The Trust Sphere is not a static list. Source quality changes as editorial standards shift, as audience behavior changes, and as platform algorithms alter the cognitive context in which content is consumed. A publisher that produced strong attention profiles in 2022 may have degraded significantly by 2026 as it scaled content production to meet SEO volume targets and lost the editorial density that made Deep Reader sessions common.
For brands, the practical implication of the Trust Sphere is that source selection is now an AI visibility decision, not only a reach decision. A smaller placement on a trusted source with a high Deep Reader rate contributes more to citation authority than a larger placement on a neutral or toxic source with ten times the reach.
What an Attention Audit Reveals
An attention audit maps a brand's existing content placements against the Trust Sphere, identifies the proportion of placements that are generating trusted, neutral, and toxic attention profiles, and calculates the net effect on the brand's AI citation probability.
The typical audit reveals three things that surprise most marketing teams.
First, a significant proportion of placements that appear high-performing in conventional analytics are neutral or toxic sources in attention terms. The reach numbers look strong. The behavioral signal is weak.
Second, the brand's own properties often outperform its paid placements on attention quality, but receive a fraction of the investment. A brand's editorial blog, its methodology pages, its technical documentation — these frequently generate Deep Reader sessions because users who arrive there have high intent. They are systematically underfunded relative to the paid channels that generate more sessions but less cognitive engagement.

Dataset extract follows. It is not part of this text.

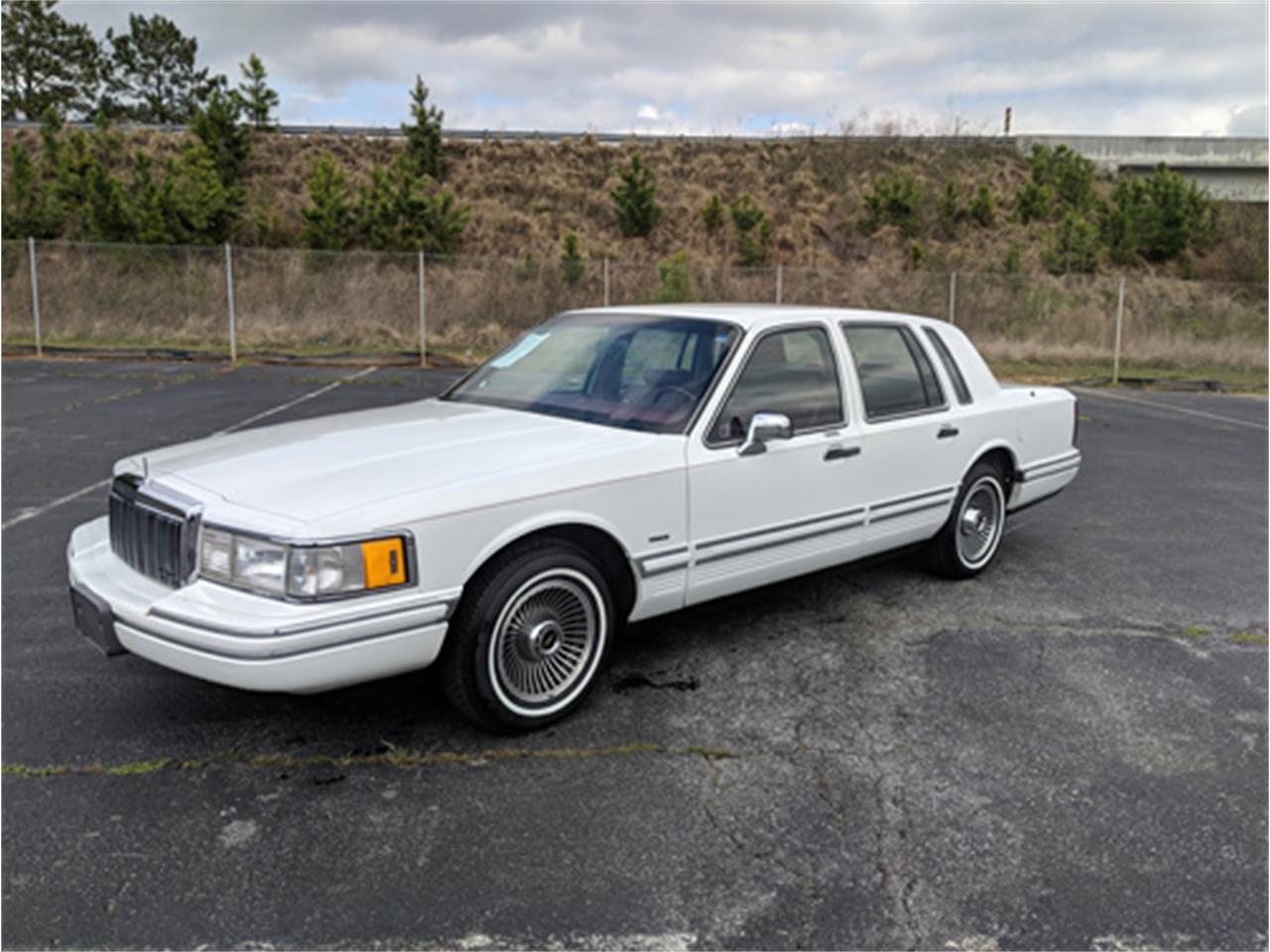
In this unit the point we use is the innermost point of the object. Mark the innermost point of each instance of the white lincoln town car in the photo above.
(608, 466)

Third, fixing the source mix does not require spending more. It requires reallocating from toxic and neutral sources toward trusted sources and owned properties. Brands that complete this reallocation typically see AI citation rates improve within two to three quarters, as the LLM's representation of the brand's authority updates to reflect the improved behavioral signal.
The Actionable Layer
BAX connects source audit findings directly to deployment. The platform identifies which specific placements are generating toxic attention profiles, which owned content sections are underperforming their potential, and what editorial changes would shift the behavioral signal in the right direction.
This is the four-layer architecture that distinguishes BAX from every other platform in the attention measurement space: Visibility (where the brand appears in AI responses), Attention (what behavioral signal those appearances generate), Sources (which sources are building or eroding citation authority), and Action (what specific changes fix the gap).
The source problem is solvable. But it requires measuring the right layer.